Droog worked with well known designers such as Marcel Wanders, Hella Jongerius, Tejo Remy, Richard Hutten, Ed Annink, Jurgen Bey and Joris Laarman.
Gijs Bakker and Renny Ramakers expanded Droog in the Netherlands and abroad in the next decades, with a presentation every year at the Salone del Mobile in Milan.
Dry Tech was Droog's first experimental project, in collaboration with Delft University of Technology, with one of the results being the Knotted chair by Marcel Wanders.
From 2004 to 2007, under the title Simply Droog, retrospectives took place in the Haus der Kunst in Munich, the Gemeentemuseum Den Haag, Museo Oscar Niemeyer in Curitiba (Brazil) and the Museum of Arts & Design in New York.

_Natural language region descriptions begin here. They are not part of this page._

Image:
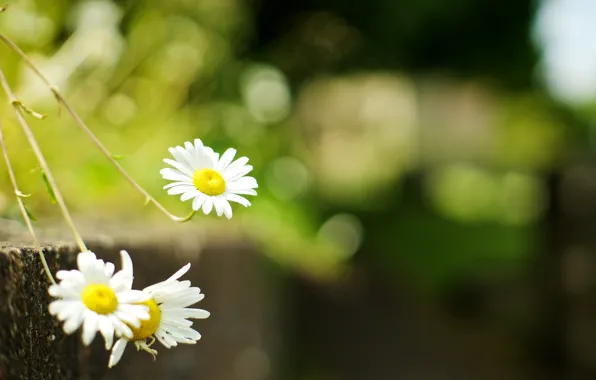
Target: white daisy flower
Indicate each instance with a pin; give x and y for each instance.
(98, 299)
(168, 308)
(210, 181)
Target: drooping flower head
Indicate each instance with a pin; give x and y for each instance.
(169, 322)
(98, 299)
(210, 181)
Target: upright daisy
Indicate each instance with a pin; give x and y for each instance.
(98, 299)
(168, 308)
(210, 181)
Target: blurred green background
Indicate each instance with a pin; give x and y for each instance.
(415, 141)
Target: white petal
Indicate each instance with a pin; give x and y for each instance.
(239, 163)
(226, 159)
(232, 175)
(132, 296)
(181, 189)
(127, 266)
(109, 269)
(121, 328)
(207, 205)
(218, 205)
(89, 327)
(228, 209)
(189, 195)
(181, 272)
(198, 201)
(185, 169)
(137, 311)
(237, 198)
(117, 352)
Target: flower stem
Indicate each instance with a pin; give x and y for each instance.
(81, 124)
(18, 194)
(44, 165)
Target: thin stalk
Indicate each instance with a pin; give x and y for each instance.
(81, 124)
(43, 163)
(19, 195)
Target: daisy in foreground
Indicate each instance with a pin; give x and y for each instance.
(210, 181)
(98, 299)
(168, 308)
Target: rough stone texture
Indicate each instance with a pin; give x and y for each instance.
(32, 345)
(237, 338)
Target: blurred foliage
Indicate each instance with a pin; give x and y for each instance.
(334, 102)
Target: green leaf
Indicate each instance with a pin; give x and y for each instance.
(22, 195)
(29, 214)
(49, 188)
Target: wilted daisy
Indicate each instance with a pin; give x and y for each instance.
(169, 324)
(98, 299)
(210, 181)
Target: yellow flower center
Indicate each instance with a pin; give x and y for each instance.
(100, 298)
(148, 326)
(209, 182)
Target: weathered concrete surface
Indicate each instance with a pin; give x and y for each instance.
(32, 345)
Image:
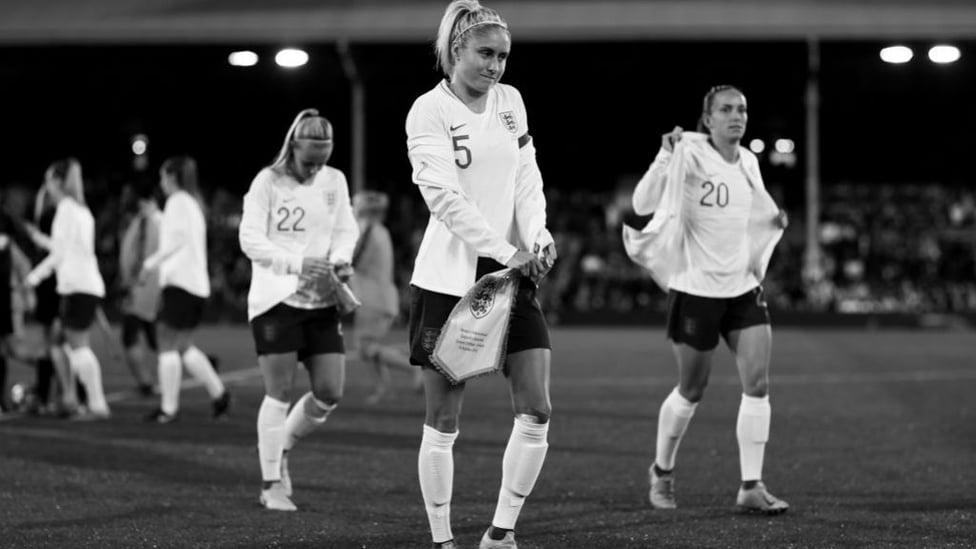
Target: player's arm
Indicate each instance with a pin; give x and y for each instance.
(432, 157)
(253, 230)
(530, 200)
(176, 233)
(647, 193)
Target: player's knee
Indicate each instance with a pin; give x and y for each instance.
(757, 387)
(694, 392)
(539, 416)
(329, 395)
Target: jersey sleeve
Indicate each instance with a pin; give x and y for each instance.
(253, 230)
(647, 193)
(530, 200)
(346, 231)
(432, 157)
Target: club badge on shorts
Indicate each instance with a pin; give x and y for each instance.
(509, 121)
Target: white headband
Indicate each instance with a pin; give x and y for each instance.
(478, 24)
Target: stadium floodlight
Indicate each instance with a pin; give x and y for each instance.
(140, 143)
(291, 58)
(896, 54)
(943, 54)
(243, 58)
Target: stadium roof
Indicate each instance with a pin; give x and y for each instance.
(295, 21)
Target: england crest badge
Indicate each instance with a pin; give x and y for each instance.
(509, 121)
(484, 299)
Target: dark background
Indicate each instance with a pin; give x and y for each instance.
(596, 109)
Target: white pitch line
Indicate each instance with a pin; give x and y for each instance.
(782, 379)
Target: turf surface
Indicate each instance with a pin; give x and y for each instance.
(873, 444)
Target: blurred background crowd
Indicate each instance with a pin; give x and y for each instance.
(905, 248)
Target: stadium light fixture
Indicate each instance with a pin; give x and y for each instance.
(140, 144)
(896, 54)
(291, 58)
(243, 58)
(943, 54)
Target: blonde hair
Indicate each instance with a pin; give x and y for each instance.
(461, 17)
(307, 125)
(68, 173)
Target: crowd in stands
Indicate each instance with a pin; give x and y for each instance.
(908, 248)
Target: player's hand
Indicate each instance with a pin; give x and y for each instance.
(781, 220)
(344, 271)
(548, 255)
(316, 266)
(32, 280)
(670, 139)
(527, 263)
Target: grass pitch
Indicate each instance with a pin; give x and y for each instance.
(873, 444)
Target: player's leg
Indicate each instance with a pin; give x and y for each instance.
(134, 356)
(197, 363)
(79, 316)
(525, 453)
(435, 460)
(692, 327)
(749, 336)
(278, 372)
(527, 367)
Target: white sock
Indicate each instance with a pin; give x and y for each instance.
(435, 466)
(199, 367)
(752, 430)
(306, 415)
(672, 422)
(271, 437)
(524, 456)
(170, 374)
(84, 362)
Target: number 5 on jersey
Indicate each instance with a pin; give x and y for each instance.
(466, 152)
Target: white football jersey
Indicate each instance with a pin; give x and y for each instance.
(285, 221)
(72, 254)
(182, 253)
(716, 207)
(487, 159)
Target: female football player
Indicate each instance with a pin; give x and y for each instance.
(181, 260)
(474, 164)
(725, 227)
(299, 232)
(80, 284)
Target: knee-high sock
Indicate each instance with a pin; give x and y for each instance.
(672, 422)
(45, 372)
(752, 430)
(306, 415)
(199, 366)
(524, 456)
(85, 364)
(435, 466)
(170, 374)
(271, 437)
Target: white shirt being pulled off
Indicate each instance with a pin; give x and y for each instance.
(285, 221)
(182, 254)
(713, 230)
(478, 175)
(72, 253)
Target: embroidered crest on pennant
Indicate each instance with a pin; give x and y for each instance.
(428, 339)
(509, 121)
(484, 300)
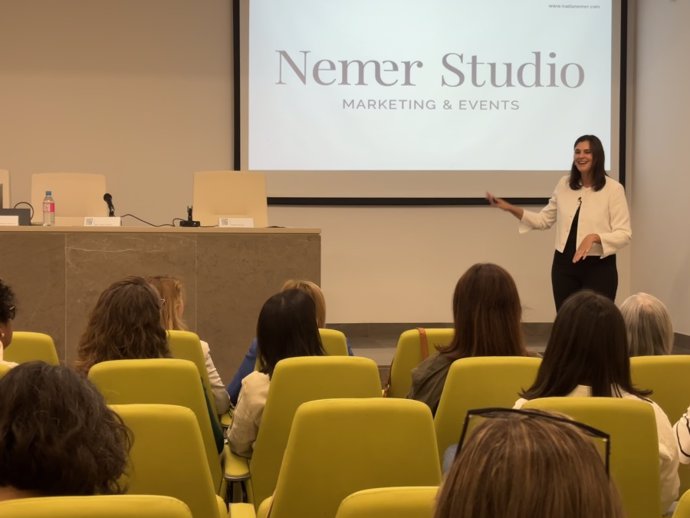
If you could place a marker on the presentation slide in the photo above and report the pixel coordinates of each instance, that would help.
(444, 86)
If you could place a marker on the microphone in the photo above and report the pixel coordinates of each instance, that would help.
(109, 200)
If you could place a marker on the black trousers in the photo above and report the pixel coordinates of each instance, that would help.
(592, 273)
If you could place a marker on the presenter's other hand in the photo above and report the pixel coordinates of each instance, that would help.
(504, 205)
(497, 202)
(585, 246)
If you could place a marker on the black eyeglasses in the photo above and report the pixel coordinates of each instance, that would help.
(488, 413)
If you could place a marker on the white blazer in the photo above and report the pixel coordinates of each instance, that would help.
(603, 212)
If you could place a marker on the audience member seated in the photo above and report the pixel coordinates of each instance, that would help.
(486, 316)
(286, 328)
(650, 331)
(126, 324)
(7, 312)
(57, 436)
(247, 365)
(587, 355)
(527, 466)
(171, 291)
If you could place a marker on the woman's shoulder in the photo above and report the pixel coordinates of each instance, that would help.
(613, 185)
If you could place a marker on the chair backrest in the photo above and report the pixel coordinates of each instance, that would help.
(682, 510)
(165, 381)
(339, 446)
(28, 346)
(98, 506)
(168, 458)
(76, 195)
(480, 382)
(185, 345)
(334, 342)
(634, 462)
(408, 354)
(230, 193)
(669, 379)
(390, 502)
(295, 381)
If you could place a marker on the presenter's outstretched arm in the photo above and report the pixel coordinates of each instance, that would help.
(504, 205)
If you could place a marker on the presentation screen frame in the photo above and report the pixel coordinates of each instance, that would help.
(422, 187)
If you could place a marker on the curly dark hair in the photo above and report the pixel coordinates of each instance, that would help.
(125, 324)
(57, 435)
(6, 302)
(287, 328)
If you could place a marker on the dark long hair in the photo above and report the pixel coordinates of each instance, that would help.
(286, 328)
(125, 324)
(486, 314)
(6, 302)
(588, 346)
(598, 162)
(57, 435)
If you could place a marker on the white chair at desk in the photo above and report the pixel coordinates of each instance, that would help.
(76, 196)
(232, 194)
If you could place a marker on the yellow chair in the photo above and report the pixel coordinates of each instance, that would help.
(99, 506)
(682, 510)
(390, 502)
(76, 195)
(4, 369)
(634, 462)
(669, 379)
(160, 381)
(28, 346)
(339, 446)
(334, 342)
(480, 382)
(185, 345)
(229, 193)
(168, 458)
(294, 381)
(414, 345)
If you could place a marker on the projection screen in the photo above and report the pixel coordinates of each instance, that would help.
(435, 101)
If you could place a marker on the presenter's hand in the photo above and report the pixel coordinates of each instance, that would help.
(504, 205)
(497, 202)
(585, 246)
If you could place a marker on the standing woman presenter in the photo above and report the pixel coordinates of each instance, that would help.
(592, 224)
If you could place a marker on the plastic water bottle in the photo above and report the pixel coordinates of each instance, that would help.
(48, 210)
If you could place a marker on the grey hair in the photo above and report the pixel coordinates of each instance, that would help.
(650, 331)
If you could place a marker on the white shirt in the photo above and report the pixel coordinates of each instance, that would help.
(220, 394)
(603, 212)
(248, 413)
(669, 483)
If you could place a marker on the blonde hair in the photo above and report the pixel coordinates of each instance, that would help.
(313, 290)
(171, 291)
(649, 327)
(527, 467)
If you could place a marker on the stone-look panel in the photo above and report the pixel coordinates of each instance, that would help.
(58, 275)
(234, 279)
(33, 265)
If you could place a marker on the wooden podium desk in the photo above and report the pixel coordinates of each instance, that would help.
(57, 274)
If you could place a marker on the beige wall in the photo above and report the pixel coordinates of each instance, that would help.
(661, 187)
(141, 90)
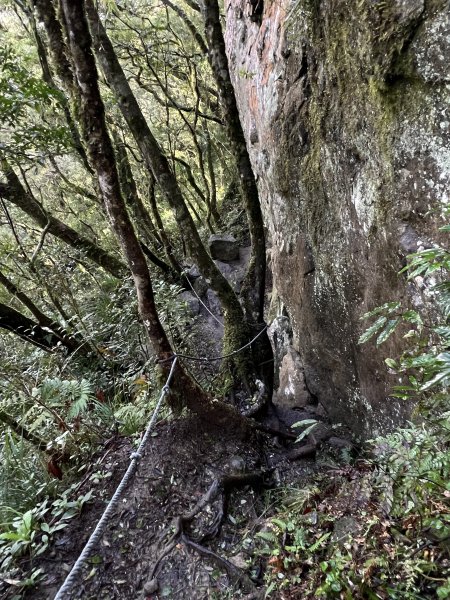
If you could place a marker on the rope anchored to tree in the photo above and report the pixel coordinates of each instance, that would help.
(64, 590)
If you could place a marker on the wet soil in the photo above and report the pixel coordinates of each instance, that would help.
(145, 554)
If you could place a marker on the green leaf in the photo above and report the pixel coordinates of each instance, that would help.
(372, 330)
(388, 308)
(388, 331)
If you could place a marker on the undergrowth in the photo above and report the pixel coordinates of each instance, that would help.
(379, 527)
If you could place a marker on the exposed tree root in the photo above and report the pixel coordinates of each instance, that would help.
(220, 488)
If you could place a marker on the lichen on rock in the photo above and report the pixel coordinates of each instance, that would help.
(346, 112)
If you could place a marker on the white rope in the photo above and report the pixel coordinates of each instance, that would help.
(201, 301)
(214, 358)
(98, 532)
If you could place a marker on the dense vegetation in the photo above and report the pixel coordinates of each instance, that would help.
(112, 178)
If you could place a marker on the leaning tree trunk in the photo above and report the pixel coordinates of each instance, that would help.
(236, 327)
(102, 157)
(30, 331)
(345, 105)
(14, 192)
(253, 288)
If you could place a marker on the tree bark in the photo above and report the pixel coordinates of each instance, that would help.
(142, 218)
(43, 320)
(14, 192)
(236, 331)
(102, 157)
(253, 288)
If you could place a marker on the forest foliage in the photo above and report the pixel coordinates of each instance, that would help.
(77, 366)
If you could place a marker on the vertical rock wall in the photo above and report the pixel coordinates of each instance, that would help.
(345, 106)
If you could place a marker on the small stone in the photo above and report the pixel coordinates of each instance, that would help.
(237, 464)
(200, 286)
(223, 247)
(292, 391)
(238, 561)
(150, 587)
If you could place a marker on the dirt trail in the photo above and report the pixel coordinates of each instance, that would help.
(136, 553)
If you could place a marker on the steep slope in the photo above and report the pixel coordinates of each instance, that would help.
(346, 114)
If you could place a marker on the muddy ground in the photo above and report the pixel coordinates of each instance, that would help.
(148, 552)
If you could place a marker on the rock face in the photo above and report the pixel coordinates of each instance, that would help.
(346, 112)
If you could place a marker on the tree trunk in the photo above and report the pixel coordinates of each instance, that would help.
(29, 330)
(102, 157)
(236, 332)
(253, 288)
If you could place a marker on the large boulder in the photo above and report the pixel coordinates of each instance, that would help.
(292, 391)
(223, 247)
(345, 108)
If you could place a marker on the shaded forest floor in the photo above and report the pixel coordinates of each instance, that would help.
(139, 550)
(279, 526)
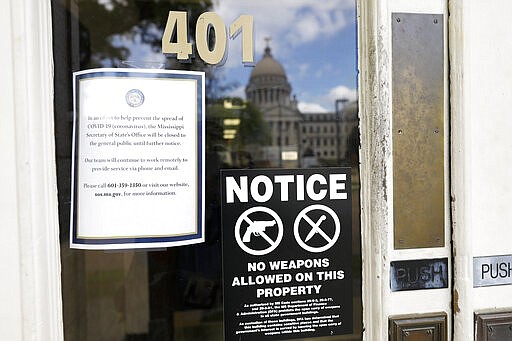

Other traveling exhibitions included: Do Create (Tokyo, London, New York, Rotterdam, 2000) a presentation of interior designs that turned into something new by an action ('do'); Go Slow (Milan, New York, Rotterdam, London, Tokyo, 2004), a café setting celebrating the luxury of slowness, attention and care; A Human Touch (Shanghai, Jakarta, New Zealand, Melbourne and Sydney 2006) with products of the Droog collection that could be touched by visitors, and Material Matters (Eindhoven, Milan, Shenzhen, 2014), which presented speculative strategies on how to deal with material scarcity.
In collaboration with local partners and experts, design teams traveled to various places in the world, from New York, China, Moscow, Dubai, Mumbai, Belgium to the far north of Canada.
Droog is host to varying exhibitions, such as The Design Loket and Space is the Place by Mieke Gerritzen in 2019 and Onward & Upward Archived 2021-02-01 at the Wayback Machine by Liselore Frowijn and Renny Ramakers in 2020.